Sala del instituto Tuol Svay Prey, en Nom Pen, Camboya, convertido por los jemeres rojos en un centro de interrogación, tortura y ejecución
UN EJEMPLO REAL
Pensar en un caso real nos permite centrarnos en la cuestión principal sin caer en enredos imaginarios. El caso es el siguiente: Alemania, 2002. Tras reunir todas las evidencias, la policía sabe que Magnus Gäfgen secuestró a Jakob von Metzler, un niño de once años hijo de un banquero. Gäfgen no quiso decir dónde estaba el chico. Sabiendo que podría haber muerto, el director de la policía «ordenó a sus hombres que amenazaran violentamente a Gäfgen con el objetivo de obtener una declaración acerca de su paradero» (Doris Schroeder, «», 2006). Las amenazas bastaron para sonsacarle lo que sabía. Desgraciadamente, el chico ya había fallecido. Como subraya Schroeder, el caso provocó un apasionado debate sobre la tortura en Alemania. No hubo consenso.
Suponiendo que se pudiera encontrar a un torturador profesional, ¿debería haberse torturado a Gäfgen para obligarle a revelar el paradero del niño? Mi respuesta, también en este caso, es no; no, porque –por seguir en el marco consecuencialista– las consecuencias de hacerlo serían incluso peores que la muerte del niño. ¿Por qué? Porque la tortura supone destrozar a un ser humano. Es lo peor que una persona puede hacerle a otra; mucho peor, incluso, que matarla. Como escribe Davis en el artículo «The moral justifiability of torture and other cruel, inhuman, or degrading treatment» (2005):
««se destroza» a quien es objeto de tortura judicial o al que se le tortura en un interrogatorio cuando, y solo cuando, está tan desesperado que ni es capaz de soportar más sufrimiento ni de aguantar las preguntas que el torturador pudiera hacer. El torturado entonces «lo confiesa absolutamente todo».»

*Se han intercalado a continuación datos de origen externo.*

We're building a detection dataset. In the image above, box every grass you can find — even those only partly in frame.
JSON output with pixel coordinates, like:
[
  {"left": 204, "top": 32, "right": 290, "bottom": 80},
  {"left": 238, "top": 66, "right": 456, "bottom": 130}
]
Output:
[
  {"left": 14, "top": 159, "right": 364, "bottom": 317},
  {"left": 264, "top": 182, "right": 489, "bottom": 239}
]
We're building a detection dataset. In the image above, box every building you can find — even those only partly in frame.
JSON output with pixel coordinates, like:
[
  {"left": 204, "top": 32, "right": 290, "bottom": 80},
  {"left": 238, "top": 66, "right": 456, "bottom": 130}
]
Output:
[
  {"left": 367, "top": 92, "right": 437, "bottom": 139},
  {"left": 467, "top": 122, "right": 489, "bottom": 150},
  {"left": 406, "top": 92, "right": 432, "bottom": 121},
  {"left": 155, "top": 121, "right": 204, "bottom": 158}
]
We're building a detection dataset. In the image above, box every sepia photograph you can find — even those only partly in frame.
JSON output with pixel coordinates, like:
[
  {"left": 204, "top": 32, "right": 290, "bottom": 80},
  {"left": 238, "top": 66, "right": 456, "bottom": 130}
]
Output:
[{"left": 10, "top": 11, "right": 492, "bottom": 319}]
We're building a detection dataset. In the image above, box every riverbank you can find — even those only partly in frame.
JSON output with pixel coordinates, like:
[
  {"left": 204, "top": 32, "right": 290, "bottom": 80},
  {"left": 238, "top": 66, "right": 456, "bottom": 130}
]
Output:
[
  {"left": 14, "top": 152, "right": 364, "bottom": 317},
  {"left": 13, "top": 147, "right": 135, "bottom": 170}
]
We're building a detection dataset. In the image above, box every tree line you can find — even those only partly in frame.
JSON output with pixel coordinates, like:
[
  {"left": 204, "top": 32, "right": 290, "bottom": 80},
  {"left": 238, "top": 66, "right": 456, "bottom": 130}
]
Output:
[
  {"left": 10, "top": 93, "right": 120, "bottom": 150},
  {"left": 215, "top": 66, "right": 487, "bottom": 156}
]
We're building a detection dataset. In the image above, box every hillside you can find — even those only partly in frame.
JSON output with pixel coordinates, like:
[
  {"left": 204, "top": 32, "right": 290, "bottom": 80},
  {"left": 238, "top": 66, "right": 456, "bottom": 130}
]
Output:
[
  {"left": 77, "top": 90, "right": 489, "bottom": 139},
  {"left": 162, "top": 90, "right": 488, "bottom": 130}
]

La capacidad de actuar de la persona torturada se ha roto. Y dado que es nuestra capacidad de actuar (por muy restringida que pueda estar bajo ciertas circunstancias) lo que nos convierte en personas, el sujeto torturado no es ya una persona. Al hablar de sí como de alguien que, en cierto modo, sobrevivió a la tortura, Jean Améry lo explica mucho mejor de lo que yo podría haberlo hecho nunca:
«solo en la tortura se materializa la transformación de la persona en carne. Frágil frente a la violencia, aullando de dolor, sin esperar ayuda alguna, sin oponer resistencia, la persona torturada es solo un cuerpo y absolutamente nada más.»

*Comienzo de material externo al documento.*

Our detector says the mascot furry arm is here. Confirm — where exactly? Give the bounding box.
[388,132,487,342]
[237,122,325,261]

Una sociedad que piensa que debe torturar se convertirá, a medida que torture, en algo que ya no será reconocible como sociedad humana. A veces es demasiado tarde para evitar una catástrofe, el coste es demasiado alto. Y si la respuesta es que los políticos u otras personas que actúan en nuestro nombre deben, en ocasiones, ensuciarse las manos, como sostiene Michael Walzer, la respuesta debe ser esta: «Sí, tienes razón: pero en este caso tienen que ensuciarse las manos no haciendo nada».